For this reason our international duty, irrespective of any differences on policy or tactical questions with the Chinese leadership within the international Communist movement, is to maintain solidarity with China and the Chinese people and the Chinese revolution against the aggression of US imperialism.
British Communists and China: The British Communist Party has fought on the side of the Chinese revolution from its foundation, and in the early days before victory was won, when such support was less easy. The proof of such support is not merely in words, but in action, including action against British imperialism when it was pursuing its predatory and counter-revolutionary role in China. Tom Mann, veteran of the British working-class movement and Executive member of the British Communist Party in China; the record of George Hardy, foundation member of the Communist Party, conducting work of organisation in Shanghai and Hankow in the most dangerous years between 1927 and 1929 when the Kuomintang butchers were beheading within twenty-four hours every Communist caught; the stand of Harry Pollitt when he faced the assault of the jingoes in Plymouth and Dartmouth at the time of the Amethyst gunboat aggression on the Yangtse — all this is part of the expression of the true friends of China.
While making plain in temperate language its own viewpoint and policy on the various questions raised in the international controversy arising from the polemics launched by the Chinese Communist Party, the British Communist Party has always sought to overcome the rift on a principled basis, and to make the governing aim the restoration of the unity of the international Communist movement.

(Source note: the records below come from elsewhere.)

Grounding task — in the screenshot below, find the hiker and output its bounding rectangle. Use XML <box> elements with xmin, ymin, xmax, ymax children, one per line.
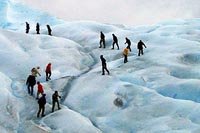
<box><xmin>123</xmin><ymin>46</ymin><xmax>129</xmax><ymax>63</ymax></box>
<box><xmin>47</xmin><ymin>25</ymin><xmax>52</xmax><ymax>36</ymax></box>
<box><xmin>112</xmin><ymin>34</ymin><xmax>119</xmax><ymax>50</ymax></box>
<box><xmin>26</xmin><ymin>75</ymin><xmax>36</xmax><ymax>96</ymax></box>
<box><xmin>99</xmin><ymin>31</ymin><xmax>106</xmax><ymax>48</ymax></box>
<box><xmin>100</xmin><ymin>55</ymin><xmax>110</xmax><ymax>75</ymax></box>
<box><xmin>36</xmin><ymin>23</ymin><xmax>40</xmax><ymax>34</ymax></box>
<box><xmin>31</xmin><ymin>66</ymin><xmax>41</xmax><ymax>77</ymax></box>
<box><xmin>137</xmin><ymin>40</ymin><xmax>147</xmax><ymax>56</ymax></box>
<box><xmin>37</xmin><ymin>94</ymin><xmax>46</xmax><ymax>117</ymax></box>
<box><xmin>36</xmin><ymin>81</ymin><xmax>44</xmax><ymax>99</ymax></box>
<box><xmin>45</xmin><ymin>63</ymin><xmax>51</xmax><ymax>81</ymax></box>
<box><xmin>26</xmin><ymin>22</ymin><xmax>30</xmax><ymax>34</ymax></box>
<box><xmin>125</xmin><ymin>37</ymin><xmax>131</xmax><ymax>52</ymax></box>
<box><xmin>52</xmin><ymin>91</ymin><xmax>61</xmax><ymax>112</ymax></box>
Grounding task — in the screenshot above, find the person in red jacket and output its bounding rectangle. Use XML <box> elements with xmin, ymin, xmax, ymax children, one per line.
<box><xmin>45</xmin><ymin>63</ymin><xmax>51</xmax><ymax>81</ymax></box>
<box><xmin>36</xmin><ymin>81</ymin><xmax>44</xmax><ymax>99</ymax></box>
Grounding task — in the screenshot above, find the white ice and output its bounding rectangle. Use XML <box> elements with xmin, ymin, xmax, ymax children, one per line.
<box><xmin>0</xmin><ymin>0</ymin><xmax>200</xmax><ymax>133</ymax></box>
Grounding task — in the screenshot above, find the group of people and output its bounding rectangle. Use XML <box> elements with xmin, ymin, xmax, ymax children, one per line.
<box><xmin>99</xmin><ymin>31</ymin><xmax>146</xmax><ymax>75</ymax></box>
<box><xmin>26</xmin><ymin>22</ymin><xmax>52</xmax><ymax>36</ymax></box>
<box><xmin>26</xmin><ymin>63</ymin><xmax>61</xmax><ymax>117</ymax></box>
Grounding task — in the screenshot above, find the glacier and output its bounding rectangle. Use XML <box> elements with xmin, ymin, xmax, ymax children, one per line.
<box><xmin>0</xmin><ymin>0</ymin><xmax>200</xmax><ymax>133</ymax></box>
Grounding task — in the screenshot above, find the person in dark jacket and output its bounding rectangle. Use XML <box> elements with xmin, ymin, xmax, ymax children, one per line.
<box><xmin>26</xmin><ymin>22</ymin><xmax>30</xmax><ymax>34</ymax></box>
<box><xmin>123</xmin><ymin>46</ymin><xmax>129</xmax><ymax>63</ymax></box>
<box><xmin>125</xmin><ymin>37</ymin><xmax>131</xmax><ymax>52</ymax></box>
<box><xmin>52</xmin><ymin>91</ymin><xmax>61</xmax><ymax>112</ymax></box>
<box><xmin>100</xmin><ymin>55</ymin><xmax>110</xmax><ymax>75</ymax></box>
<box><xmin>137</xmin><ymin>40</ymin><xmax>147</xmax><ymax>56</ymax></box>
<box><xmin>112</xmin><ymin>34</ymin><xmax>119</xmax><ymax>50</ymax></box>
<box><xmin>37</xmin><ymin>94</ymin><xmax>46</xmax><ymax>117</ymax></box>
<box><xmin>45</xmin><ymin>63</ymin><xmax>51</xmax><ymax>81</ymax></box>
<box><xmin>26</xmin><ymin>75</ymin><xmax>36</xmax><ymax>96</ymax></box>
<box><xmin>36</xmin><ymin>23</ymin><xmax>40</xmax><ymax>34</ymax></box>
<box><xmin>99</xmin><ymin>31</ymin><xmax>106</xmax><ymax>48</ymax></box>
<box><xmin>47</xmin><ymin>25</ymin><xmax>52</xmax><ymax>36</ymax></box>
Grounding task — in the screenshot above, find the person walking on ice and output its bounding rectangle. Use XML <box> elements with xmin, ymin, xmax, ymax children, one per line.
<box><xmin>36</xmin><ymin>81</ymin><xmax>44</xmax><ymax>99</ymax></box>
<box><xmin>123</xmin><ymin>46</ymin><xmax>129</xmax><ymax>63</ymax></box>
<box><xmin>99</xmin><ymin>31</ymin><xmax>106</xmax><ymax>48</ymax></box>
<box><xmin>100</xmin><ymin>55</ymin><xmax>110</xmax><ymax>75</ymax></box>
<box><xmin>26</xmin><ymin>75</ymin><xmax>36</xmax><ymax>96</ymax></box>
<box><xmin>125</xmin><ymin>37</ymin><xmax>131</xmax><ymax>52</ymax></box>
<box><xmin>45</xmin><ymin>63</ymin><xmax>51</xmax><ymax>81</ymax></box>
<box><xmin>37</xmin><ymin>94</ymin><xmax>46</xmax><ymax>117</ymax></box>
<box><xmin>112</xmin><ymin>34</ymin><xmax>119</xmax><ymax>50</ymax></box>
<box><xmin>52</xmin><ymin>91</ymin><xmax>61</xmax><ymax>112</ymax></box>
<box><xmin>31</xmin><ymin>66</ymin><xmax>41</xmax><ymax>77</ymax></box>
<box><xmin>137</xmin><ymin>40</ymin><xmax>147</xmax><ymax>56</ymax></box>
<box><xmin>47</xmin><ymin>25</ymin><xmax>52</xmax><ymax>36</ymax></box>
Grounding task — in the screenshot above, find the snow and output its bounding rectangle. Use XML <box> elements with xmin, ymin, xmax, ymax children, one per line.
<box><xmin>0</xmin><ymin>0</ymin><xmax>200</xmax><ymax>133</ymax></box>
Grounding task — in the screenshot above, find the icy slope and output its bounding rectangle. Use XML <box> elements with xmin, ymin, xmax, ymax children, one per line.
<box><xmin>0</xmin><ymin>0</ymin><xmax>200</xmax><ymax>133</ymax></box>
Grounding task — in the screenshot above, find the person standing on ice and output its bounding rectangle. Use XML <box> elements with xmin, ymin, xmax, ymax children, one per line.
<box><xmin>37</xmin><ymin>94</ymin><xmax>46</xmax><ymax>117</ymax></box>
<box><xmin>36</xmin><ymin>23</ymin><xmax>40</xmax><ymax>34</ymax></box>
<box><xmin>99</xmin><ymin>31</ymin><xmax>106</xmax><ymax>48</ymax></box>
<box><xmin>26</xmin><ymin>22</ymin><xmax>30</xmax><ymax>34</ymax></box>
<box><xmin>36</xmin><ymin>81</ymin><xmax>44</xmax><ymax>99</ymax></box>
<box><xmin>52</xmin><ymin>91</ymin><xmax>61</xmax><ymax>112</ymax></box>
<box><xmin>137</xmin><ymin>40</ymin><xmax>147</xmax><ymax>56</ymax></box>
<box><xmin>112</xmin><ymin>34</ymin><xmax>119</xmax><ymax>50</ymax></box>
<box><xmin>31</xmin><ymin>66</ymin><xmax>41</xmax><ymax>77</ymax></box>
<box><xmin>123</xmin><ymin>46</ymin><xmax>129</xmax><ymax>63</ymax></box>
<box><xmin>47</xmin><ymin>25</ymin><xmax>52</xmax><ymax>36</ymax></box>
<box><xmin>125</xmin><ymin>37</ymin><xmax>131</xmax><ymax>52</ymax></box>
<box><xmin>26</xmin><ymin>75</ymin><xmax>36</xmax><ymax>96</ymax></box>
<box><xmin>100</xmin><ymin>55</ymin><xmax>110</xmax><ymax>75</ymax></box>
<box><xmin>45</xmin><ymin>63</ymin><xmax>51</xmax><ymax>81</ymax></box>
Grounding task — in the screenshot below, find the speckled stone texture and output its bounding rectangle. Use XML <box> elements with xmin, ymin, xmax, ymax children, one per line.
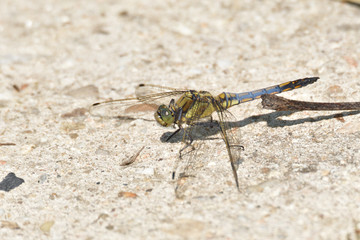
<box><xmin>0</xmin><ymin>0</ymin><xmax>360</xmax><ymax>240</ymax></box>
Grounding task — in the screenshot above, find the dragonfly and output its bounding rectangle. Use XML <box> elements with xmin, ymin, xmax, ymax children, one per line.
<box><xmin>90</xmin><ymin>77</ymin><xmax>319</xmax><ymax>195</ymax></box>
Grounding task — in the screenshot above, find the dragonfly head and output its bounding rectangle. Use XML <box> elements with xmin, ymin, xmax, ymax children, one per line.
<box><xmin>154</xmin><ymin>104</ymin><xmax>175</xmax><ymax>127</ymax></box>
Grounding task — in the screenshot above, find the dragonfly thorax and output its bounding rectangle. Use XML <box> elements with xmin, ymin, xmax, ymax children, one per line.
<box><xmin>154</xmin><ymin>104</ymin><xmax>175</xmax><ymax>127</ymax></box>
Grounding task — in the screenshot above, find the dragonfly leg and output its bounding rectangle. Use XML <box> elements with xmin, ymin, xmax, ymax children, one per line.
<box><xmin>172</xmin><ymin>142</ymin><xmax>195</xmax><ymax>180</ymax></box>
<box><xmin>165</xmin><ymin>126</ymin><xmax>181</xmax><ymax>142</ymax></box>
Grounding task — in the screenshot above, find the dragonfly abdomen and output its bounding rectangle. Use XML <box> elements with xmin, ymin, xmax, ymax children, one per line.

Despite the present formidable difficulties and dangers, which at the moment show no signs of abating, we maintain our confidence in the future of the great Chinese revolution and the Chinese people, and in the creative forces of a socialist revolution. We are confident that in the final outcome the Chinese Communist Party, at the head of the Chinese working class and people, will solve the present problems and repair the consequences of a temporary abnormal phase. We look forward to the time when China will resume its rightful honoured place in the community of socialist peoples, and the Chinese Communist Party will resume equally its responsible and honoured place in the fraternal unity of the international Communist movement.